After this they saw a good deal of each other--that is to say, they
conversed together for at least thirty minutes out of every sixty
during an average day of fourteen hours, and in the course of these
conversations she learned nearly everything about him, except his
engagement to Angela, and she shrewdly guessed at that, or, rather, at
some kindred circumstance in his career. Arthur, on the other hand,
learned quite everything about her, for her life was open as the day,
and would have borne repeating in the _Times_ newspaper. But
nevertheless he found it extremely interesting.
"You must be a busy woman," he said one morning, when he had been
listening to one of her rattling accounts of her travels and gaieties,
sprinkled over, as it was, with the shrewd remarks, and illumined by
the keen insight into character that made her talk so charming.

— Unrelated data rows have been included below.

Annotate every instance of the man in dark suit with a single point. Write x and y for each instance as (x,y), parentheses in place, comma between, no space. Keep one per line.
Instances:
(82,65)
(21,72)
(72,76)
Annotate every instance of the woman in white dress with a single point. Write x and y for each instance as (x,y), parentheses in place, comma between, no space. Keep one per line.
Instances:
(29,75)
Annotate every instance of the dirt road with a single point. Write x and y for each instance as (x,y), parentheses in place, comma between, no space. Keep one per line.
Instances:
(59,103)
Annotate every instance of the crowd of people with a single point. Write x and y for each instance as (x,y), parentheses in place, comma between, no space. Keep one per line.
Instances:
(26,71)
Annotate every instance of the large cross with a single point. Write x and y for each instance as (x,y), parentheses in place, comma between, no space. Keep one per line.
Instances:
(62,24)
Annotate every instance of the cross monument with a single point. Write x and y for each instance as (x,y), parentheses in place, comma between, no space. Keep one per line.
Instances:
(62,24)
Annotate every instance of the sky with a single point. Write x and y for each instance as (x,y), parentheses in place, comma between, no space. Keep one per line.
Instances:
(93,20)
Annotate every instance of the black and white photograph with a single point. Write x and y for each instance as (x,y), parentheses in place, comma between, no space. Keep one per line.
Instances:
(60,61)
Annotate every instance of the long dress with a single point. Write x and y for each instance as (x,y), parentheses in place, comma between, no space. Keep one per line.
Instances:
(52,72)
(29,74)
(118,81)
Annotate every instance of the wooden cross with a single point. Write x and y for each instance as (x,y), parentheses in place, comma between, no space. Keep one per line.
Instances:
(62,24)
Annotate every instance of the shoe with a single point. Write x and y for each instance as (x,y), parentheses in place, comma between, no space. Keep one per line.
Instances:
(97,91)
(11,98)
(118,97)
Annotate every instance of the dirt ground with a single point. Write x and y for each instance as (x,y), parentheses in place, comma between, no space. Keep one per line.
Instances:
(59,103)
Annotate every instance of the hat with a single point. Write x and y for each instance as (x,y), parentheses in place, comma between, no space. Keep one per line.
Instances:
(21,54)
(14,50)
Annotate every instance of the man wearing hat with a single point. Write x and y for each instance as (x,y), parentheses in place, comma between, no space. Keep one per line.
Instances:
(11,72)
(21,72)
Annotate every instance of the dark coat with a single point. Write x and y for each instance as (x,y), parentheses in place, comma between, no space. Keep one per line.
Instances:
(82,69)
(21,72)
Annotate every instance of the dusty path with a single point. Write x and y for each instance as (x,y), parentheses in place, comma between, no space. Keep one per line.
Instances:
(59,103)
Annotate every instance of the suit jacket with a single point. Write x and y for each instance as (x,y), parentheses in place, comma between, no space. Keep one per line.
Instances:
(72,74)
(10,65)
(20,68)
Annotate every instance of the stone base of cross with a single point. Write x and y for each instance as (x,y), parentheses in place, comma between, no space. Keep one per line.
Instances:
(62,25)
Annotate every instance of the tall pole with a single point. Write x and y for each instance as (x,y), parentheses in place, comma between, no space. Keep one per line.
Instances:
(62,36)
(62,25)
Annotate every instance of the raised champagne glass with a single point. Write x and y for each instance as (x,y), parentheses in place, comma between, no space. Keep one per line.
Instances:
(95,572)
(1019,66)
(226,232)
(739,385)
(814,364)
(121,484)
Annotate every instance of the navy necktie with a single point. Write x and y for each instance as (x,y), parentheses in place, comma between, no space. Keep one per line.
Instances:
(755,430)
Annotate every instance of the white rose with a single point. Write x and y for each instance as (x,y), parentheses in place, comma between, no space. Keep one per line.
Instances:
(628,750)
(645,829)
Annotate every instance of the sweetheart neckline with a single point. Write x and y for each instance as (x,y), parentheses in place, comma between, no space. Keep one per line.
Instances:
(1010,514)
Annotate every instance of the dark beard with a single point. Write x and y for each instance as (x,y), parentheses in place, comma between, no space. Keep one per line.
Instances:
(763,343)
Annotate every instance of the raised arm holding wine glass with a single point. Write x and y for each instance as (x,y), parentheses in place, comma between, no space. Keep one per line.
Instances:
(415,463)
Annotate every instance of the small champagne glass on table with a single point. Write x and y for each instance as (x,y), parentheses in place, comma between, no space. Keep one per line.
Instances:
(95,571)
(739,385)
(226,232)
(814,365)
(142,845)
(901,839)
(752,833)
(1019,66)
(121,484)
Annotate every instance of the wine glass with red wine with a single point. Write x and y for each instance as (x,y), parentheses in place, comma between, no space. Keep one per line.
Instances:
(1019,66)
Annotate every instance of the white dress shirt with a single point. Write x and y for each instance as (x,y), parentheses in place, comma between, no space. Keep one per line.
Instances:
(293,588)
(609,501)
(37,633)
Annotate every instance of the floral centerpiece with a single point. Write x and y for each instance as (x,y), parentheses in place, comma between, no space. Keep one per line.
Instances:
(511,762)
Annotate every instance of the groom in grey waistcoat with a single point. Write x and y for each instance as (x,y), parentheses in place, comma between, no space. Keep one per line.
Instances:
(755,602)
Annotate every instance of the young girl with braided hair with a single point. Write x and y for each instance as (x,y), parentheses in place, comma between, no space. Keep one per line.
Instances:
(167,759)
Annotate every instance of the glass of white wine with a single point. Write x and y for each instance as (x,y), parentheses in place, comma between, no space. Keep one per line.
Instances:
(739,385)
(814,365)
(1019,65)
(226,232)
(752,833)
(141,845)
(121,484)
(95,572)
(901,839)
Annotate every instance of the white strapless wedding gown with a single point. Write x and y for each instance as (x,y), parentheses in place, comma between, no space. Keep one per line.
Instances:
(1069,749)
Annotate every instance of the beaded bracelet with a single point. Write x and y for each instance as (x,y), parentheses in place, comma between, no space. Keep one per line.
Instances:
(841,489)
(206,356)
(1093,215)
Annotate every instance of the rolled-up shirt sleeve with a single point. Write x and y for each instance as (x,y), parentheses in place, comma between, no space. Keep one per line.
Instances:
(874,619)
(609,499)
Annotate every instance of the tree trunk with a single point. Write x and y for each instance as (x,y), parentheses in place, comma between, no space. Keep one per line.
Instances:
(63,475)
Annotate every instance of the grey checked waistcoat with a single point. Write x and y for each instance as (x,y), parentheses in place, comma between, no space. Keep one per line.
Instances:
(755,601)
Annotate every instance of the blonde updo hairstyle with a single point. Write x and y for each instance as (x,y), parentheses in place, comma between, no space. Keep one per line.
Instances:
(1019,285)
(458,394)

"Busy, no; one of the idlest in the world, and a very worthless one to
boot," she answered, with a little sigh.
"Then, why don't you change your life? it is in your own hands, if
ever anybody's was."
"Do you think so? I doubt if anybody's life is in their own hands. We
follow an appointed course; if we did not, it would be impossible to
understand why so many sensible, clever people make such a complete
mess of their existence. They can't do it from choice."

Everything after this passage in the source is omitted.